# Tweet Extraction using tweepy

**Lets install the tweepy library**

In [None]:
!pip install tweepy

Now we will import the libraries and authorize our connection with the API with the keys we obtained in the last step.

In [None]:
# import tweepy

import tweepy as tw

# your Twitter API key and API secret
my_api_key = "XXXXXXXXXXXXXXXXX"
my_api_secret = "XXXXXXXXXXXXXXXXXXXXXXX"

# authenticate our credentials to login

autho = tw.OAuthHandler(my_api_key, my_api_secret)
api = tw.API(autho, wait_on_rate_limit=True)

Now we will set a search query, this is the hashtag we want to search our tweets from

In [None]:
search_query = "#christmas -filter:retweets"

## Collecting the data


We will use the Tweepy Cursor to fetch the tweets.

It returns an object which can be iterated over to get the API responses. 

We will be fetching 50 tweets for the search query specified above.

In [None]:
# get tweets from the API

tweets = tw.Cursor(api.search,
              q=search_query,
              lang="en",
              since="2020-09-16").items(50)

# store the API responses in a list

tweets_copy = []

for tweet in tweets:
    tweets_copy.append(tweet)
    
print("Total Tweets fetched:", len(tweets_copy))

Here, we pass as an argument the api.search object, the search query, the language of the tweets, and the date from which to search the tweets.
We also limit the number of items (i.e. tweets in this case to 50).
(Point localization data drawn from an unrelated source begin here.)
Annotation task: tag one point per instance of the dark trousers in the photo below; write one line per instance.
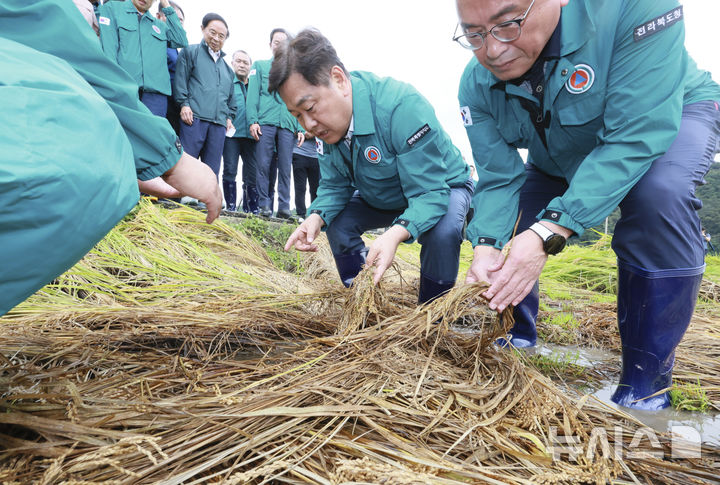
(173, 115)
(659, 228)
(440, 252)
(306, 171)
(278, 140)
(233, 151)
(204, 140)
(155, 102)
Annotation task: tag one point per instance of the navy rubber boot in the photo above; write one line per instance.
(230, 192)
(431, 289)
(349, 265)
(524, 334)
(246, 200)
(654, 311)
(253, 206)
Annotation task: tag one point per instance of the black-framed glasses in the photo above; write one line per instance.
(504, 32)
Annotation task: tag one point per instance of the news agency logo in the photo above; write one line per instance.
(686, 443)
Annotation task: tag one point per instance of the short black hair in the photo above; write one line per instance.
(244, 52)
(276, 30)
(173, 5)
(213, 16)
(310, 54)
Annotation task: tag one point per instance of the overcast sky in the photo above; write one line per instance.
(409, 40)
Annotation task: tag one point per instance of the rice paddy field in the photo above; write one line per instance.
(178, 352)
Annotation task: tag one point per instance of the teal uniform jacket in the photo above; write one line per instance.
(615, 99)
(205, 85)
(139, 45)
(400, 157)
(240, 120)
(74, 139)
(264, 108)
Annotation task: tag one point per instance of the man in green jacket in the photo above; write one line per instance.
(385, 161)
(205, 92)
(240, 144)
(613, 112)
(76, 139)
(273, 128)
(138, 42)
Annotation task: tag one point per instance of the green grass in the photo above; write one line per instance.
(272, 237)
(689, 397)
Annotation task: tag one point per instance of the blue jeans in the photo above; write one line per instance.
(234, 149)
(306, 170)
(659, 228)
(280, 140)
(440, 252)
(204, 140)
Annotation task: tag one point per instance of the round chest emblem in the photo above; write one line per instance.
(372, 155)
(581, 79)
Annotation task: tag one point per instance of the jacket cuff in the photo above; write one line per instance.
(409, 226)
(171, 158)
(487, 241)
(561, 219)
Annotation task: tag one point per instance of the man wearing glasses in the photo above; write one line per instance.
(613, 113)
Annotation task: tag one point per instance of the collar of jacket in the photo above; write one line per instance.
(130, 8)
(577, 27)
(362, 108)
(205, 48)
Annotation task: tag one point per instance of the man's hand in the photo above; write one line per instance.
(255, 131)
(512, 278)
(159, 188)
(382, 250)
(186, 115)
(484, 257)
(303, 237)
(192, 177)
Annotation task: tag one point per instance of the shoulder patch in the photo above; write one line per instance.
(466, 116)
(418, 135)
(582, 79)
(373, 155)
(653, 26)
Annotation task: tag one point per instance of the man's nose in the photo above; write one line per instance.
(493, 47)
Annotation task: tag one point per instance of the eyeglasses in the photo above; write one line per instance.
(218, 35)
(504, 32)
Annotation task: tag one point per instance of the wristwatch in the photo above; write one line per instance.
(553, 243)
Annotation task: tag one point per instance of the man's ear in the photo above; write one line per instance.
(340, 79)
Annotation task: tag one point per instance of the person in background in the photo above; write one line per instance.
(205, 92)
(173, 111)
(306, 172)
(385, 161)
(613, 112)
(272, 126)
(88, 10)
(240, 144)
(137, 41)
(56, 78)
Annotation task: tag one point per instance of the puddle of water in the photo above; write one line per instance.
(706, 424)
(585, 357)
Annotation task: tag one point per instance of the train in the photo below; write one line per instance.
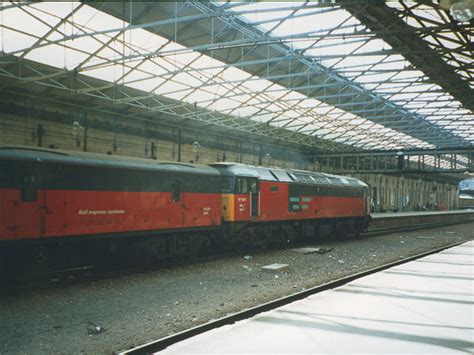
(50, 199)
(466, 194)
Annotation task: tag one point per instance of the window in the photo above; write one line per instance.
(242, 186)
(28, 190)
(226, 185)
(175, 191)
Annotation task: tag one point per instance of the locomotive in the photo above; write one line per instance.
(466, 193)
(50, 197)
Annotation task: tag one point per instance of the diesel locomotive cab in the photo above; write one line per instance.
(240, 188)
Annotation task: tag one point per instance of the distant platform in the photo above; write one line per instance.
(424, 306)
(421, 213)
(382, 221)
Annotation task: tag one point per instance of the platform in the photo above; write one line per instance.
(395, 220)
(424, 306)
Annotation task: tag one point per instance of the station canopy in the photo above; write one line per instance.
(344, 76)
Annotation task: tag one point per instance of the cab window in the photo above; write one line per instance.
(226, 185)
(242, 186)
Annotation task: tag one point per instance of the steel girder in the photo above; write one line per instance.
(325, 85)
(31, 80)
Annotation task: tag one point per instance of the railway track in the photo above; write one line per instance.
(165, 342)
(91, 272)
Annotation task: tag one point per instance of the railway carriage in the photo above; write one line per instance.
(52, 197)
(51, 194)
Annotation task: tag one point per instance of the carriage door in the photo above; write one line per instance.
(254, 191)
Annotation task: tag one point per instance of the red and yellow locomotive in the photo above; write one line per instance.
(51, 195)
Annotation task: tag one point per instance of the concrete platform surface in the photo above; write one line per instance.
(425, 306)
(422, 213)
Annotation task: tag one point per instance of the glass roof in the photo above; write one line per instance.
(76, 36)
The responses are iterated over and saved to the list tweets_copy.

## Creating a Dataset

We will now create a dataset (a pandas dataframe) using the attributes of the tweets received from the API, so that we can use our collected data to use for sentiment analysis.

In [None]:
import pandas as pd

# intialize the dataframe
tweets_df = pd.DataFrame()

# populate the dataframe
for tweet in tweets_copy:
    hashtags = []
    try:
        for hashtag in tweet.entities["hashtags"]:
            hashtags.append(hashtag["text"])
        text = api.get_status(id=tweet.id, tweet_mode='extended').full_text
    except:
        pass
    tweets_df = tweets_df.append(pd.DataFrame({'user_name': tweet.user.name, 
                                               'user_location': tweet.user.location,\
                                               'user_description': tweet.user.description,
                                               'user_verified': tweet.user.verified,
                                               'date': tweet.created_at,
                                               'text': text, 
                                               'hashtags': [hashtags if hashtags else None],
                                               'source': tweet.source}))
    tweets_df = tweets_df.reset_index(drop=True)

# show the dataframe
tweets_df.head()

Here, the dataframe tweets_df is populated with different attributes of the Tweet like the username, user’s location, the user’s description, tweet’s timing, tweet’s text, hashtag, etc.

Also, note that for the tweet’s text we’re not using tweet.text rather we’re calling the API again with the tweet id and fetching its full text. This is because tweet.text does not contain the full text of the Tweet.

Having the data stored as a dataframe is quite useful for further analysis and reference.